0

I bought a 24-core processor (AMD Ryzen Threadripper 2970WX) for CPU-intensive workloads like converting large media files and rendering video effects. But it generally uses only 35-55% of the total capacity, even when doing large multi-core jobs over many hours, such as:

  • Rendering video effects with Premiere Pro (with or without graphics acceleration enabled)
  • Exporting a huge file with Adobe Media Encoder (with or without graphics acceleration enabled)
  • Converting a huge video file with Handbrake

Below are screenshots taken from Process Explorer and Core Temp while converting a huge video file with Handbrake.exe. By hovering over the individual core histograms, I can see that Handbrake.exe is the main consumer of every core, but it seems to be limited to about 33-34% usage (that said, a few minutes ago it seemed to increase to 40% usage per-core for Handbrake, for a while, so it's not completely consistent).

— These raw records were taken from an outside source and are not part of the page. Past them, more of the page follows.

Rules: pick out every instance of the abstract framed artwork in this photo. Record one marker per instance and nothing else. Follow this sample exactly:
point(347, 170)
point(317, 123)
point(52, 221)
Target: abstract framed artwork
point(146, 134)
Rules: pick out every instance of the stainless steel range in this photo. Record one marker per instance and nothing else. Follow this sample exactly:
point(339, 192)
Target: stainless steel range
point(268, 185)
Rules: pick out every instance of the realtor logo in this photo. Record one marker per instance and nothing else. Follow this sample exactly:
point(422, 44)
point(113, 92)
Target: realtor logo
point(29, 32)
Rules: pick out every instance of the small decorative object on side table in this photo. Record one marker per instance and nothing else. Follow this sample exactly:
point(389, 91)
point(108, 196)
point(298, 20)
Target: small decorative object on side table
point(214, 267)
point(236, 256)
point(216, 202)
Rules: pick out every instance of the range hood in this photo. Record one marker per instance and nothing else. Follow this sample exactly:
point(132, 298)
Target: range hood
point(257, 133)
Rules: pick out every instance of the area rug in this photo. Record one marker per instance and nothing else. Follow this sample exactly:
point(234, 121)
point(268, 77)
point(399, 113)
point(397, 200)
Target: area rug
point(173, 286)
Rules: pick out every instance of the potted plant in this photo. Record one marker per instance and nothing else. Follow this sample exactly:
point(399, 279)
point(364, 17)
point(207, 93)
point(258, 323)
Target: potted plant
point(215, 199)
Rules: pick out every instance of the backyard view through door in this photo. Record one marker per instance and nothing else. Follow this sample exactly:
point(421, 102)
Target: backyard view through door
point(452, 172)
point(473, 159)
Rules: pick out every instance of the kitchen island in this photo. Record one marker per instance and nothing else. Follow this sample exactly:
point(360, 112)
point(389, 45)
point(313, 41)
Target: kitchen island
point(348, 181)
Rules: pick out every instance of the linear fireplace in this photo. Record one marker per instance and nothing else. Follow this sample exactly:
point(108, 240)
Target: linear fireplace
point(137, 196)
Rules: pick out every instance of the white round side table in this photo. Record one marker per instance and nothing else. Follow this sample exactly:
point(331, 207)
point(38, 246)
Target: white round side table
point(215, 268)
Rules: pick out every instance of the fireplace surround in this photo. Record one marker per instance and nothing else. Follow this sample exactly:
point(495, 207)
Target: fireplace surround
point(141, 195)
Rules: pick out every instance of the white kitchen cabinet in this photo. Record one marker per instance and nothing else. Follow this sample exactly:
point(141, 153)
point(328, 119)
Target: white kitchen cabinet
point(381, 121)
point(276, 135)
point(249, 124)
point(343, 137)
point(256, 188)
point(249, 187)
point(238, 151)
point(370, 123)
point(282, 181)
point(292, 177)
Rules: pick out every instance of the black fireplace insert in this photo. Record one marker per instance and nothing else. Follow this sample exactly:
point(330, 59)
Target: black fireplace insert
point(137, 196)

The same is true when using Adobe Media Encoder or Premiere Pro to do a large render job. Process Explorer looks about the same.

Is my CPU being under-utilised, and what can I do to un-throttle it if so? Or is it just something to do with how Process Explorer presents the information, and in reality I'm using the full capacity? I don't know much about CPUs, I just want to make sure I'm getting my money's worth!

I considered whether it could be thermal throttling, but Core Temp (2nd screenshot) shows the temperature hovering around 40°C, which doesn't seem high to me.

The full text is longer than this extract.